🧩🖊️🌳  Dear Agency Founder

Sell first, ask questions later

This article looks at the instinct that gets many founders into trouble: always saying "yes".

You'll know what I'm talking about.

It's probably entrepreneurship boiled down to its simplest form - a willingness to offer solutions and try new things, paired with an utter repulsion for saying no to anyone with a budget.

Let's look at the trouble it can get you into.

It's not a problem at first

At first this is just faking it until you make it.

It's not a problem, it's how businesses get started.

The problems start when your habit of doing this carries on into you agency's next growth phases.

As you form a team, you will meet people who don't want to keep jumping into new things and instead want to get very good at the main thing.

This is an excellent complement to your approach.

Dedication to a craft is where true, high-quality work comes from.

When you ask someone who's an expert practitioner to do something that hasn't been thought through you're signalling to them that you don't respect their process and that it's okay to do a quick and dirty job.

Your putting your needs before theirs.

Your progression relies on a great offering and more sales.

They're building a career that requires them to be respected for doing a good job.

If you normalise random requests for new services with no current standard operating procedure, good people will lose faith in you.

This is going to impact your growth. You need good people on board to do amazing work. Amazing work gets results. Results prove your value. Proof increases your reputation, and your reputation leads to more opportunities.

That selling that you are trying to do gets easier when these geniuses are working their magic in your business.

Creating an environment where excellent people can do excellent work is as important to sales as your ability to improvise an offer.

Now the problem is clear. The mindset that got you started is clashing with the mindset that's going to grow you.

You need to work it out and it won't happen naturally - you have to change.

Recognise your influence

If the change you needed to make was a 180-degree turn away from saying "yes” a lot to only doing things properly, we should just change you.

We would take one of those specialists and put them in charge of the agency.

Luckily for you, that wouldn't work.

The agency has to keep evolving. The part of you that wants to try new things is still very much required.

We have to retain some 'let's just do it' spirit and make it harmonious with the 'let's do It right'.

To make this a healthy conflict we first have to recognise it's not a fair fight.

Your voice carries a lot more weight.

However approachable, level-headed and open to debate you think you are, you're the boss.

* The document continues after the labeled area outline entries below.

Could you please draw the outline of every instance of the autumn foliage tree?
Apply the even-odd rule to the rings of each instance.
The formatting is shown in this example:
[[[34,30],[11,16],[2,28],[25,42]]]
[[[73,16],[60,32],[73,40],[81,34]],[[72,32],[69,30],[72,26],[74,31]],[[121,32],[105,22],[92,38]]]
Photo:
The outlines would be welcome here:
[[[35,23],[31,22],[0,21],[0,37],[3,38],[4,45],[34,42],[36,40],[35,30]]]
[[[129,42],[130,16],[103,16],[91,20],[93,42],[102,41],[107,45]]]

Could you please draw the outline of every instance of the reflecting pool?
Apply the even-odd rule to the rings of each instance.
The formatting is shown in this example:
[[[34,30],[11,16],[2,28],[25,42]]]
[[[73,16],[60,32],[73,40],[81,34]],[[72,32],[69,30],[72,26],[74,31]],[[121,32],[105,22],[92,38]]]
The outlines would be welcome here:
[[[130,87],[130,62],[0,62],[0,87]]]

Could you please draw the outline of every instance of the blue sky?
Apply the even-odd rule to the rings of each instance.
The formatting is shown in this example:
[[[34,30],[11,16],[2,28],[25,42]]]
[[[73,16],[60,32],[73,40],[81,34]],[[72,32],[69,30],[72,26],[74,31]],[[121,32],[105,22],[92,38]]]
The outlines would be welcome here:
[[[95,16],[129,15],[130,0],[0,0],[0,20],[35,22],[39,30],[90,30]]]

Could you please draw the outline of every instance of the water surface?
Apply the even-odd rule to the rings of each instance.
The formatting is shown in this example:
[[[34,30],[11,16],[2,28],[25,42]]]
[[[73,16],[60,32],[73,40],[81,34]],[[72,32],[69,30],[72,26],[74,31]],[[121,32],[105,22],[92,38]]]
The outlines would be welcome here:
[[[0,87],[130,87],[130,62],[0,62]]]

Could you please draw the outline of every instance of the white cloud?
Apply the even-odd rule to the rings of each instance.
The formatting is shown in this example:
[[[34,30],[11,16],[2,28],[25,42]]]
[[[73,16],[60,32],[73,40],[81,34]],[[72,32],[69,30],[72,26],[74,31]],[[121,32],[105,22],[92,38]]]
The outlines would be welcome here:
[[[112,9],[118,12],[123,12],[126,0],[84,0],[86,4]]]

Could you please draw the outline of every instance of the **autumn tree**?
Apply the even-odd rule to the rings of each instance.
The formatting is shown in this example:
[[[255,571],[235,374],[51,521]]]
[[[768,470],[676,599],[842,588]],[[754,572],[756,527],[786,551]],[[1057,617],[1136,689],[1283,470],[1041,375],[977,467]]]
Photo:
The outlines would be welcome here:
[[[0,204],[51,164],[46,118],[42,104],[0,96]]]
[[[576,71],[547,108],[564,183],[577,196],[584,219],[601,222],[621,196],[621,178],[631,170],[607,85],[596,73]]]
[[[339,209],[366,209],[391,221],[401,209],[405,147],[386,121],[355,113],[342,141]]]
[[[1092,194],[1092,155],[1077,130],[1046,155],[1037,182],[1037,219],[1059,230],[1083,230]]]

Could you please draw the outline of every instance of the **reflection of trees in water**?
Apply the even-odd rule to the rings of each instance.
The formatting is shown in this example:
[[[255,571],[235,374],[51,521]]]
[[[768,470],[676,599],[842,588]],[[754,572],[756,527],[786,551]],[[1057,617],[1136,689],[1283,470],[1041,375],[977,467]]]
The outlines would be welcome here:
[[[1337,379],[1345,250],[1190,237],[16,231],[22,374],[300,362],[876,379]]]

The pull of new business is also always stronger too. It's a steely mind in any market that doesn't get nervous about turning down work.

So to find this middle ground you have to find a way to adjust for this influence.

Otherwise you'll win the battle and the project will happen, but you'll lose the war.

The work will be average, it won't attract more clients.

Your best people will be stressed and they will leave.

What to do

You got here by thinking on your feet and improvising solutions 5 minutes before the presentation was due.

Turn some of that quick thinking into coming up with a process you could put in practice next week to start addressing this issue.

There's two key things to do

Firstly to reduce your influence distribute the decision-making power of what the agency says yes to.

Get agreement about what is an acceptable promise to make, and what isn't.

Whether this is a forum where these things are discussed or a documented decision tree, that's up to you.

Secondly make sure there's a safe space for the whole team to share their feedback.

You may not think any of this is a problem for your ‘can do’ team.

And maybe it isn't.

Or maybe they aren't telling you.

Every individual will have a different appetite for making it up as you go.

You need to know the level they thrive on.

It's a question of your different hats.

You with your leader hat need to pay attention to this balance.

You need to let your salesperson hat run wild knowing there's a filter that will stop the more damaging promises from impacting your amazing team.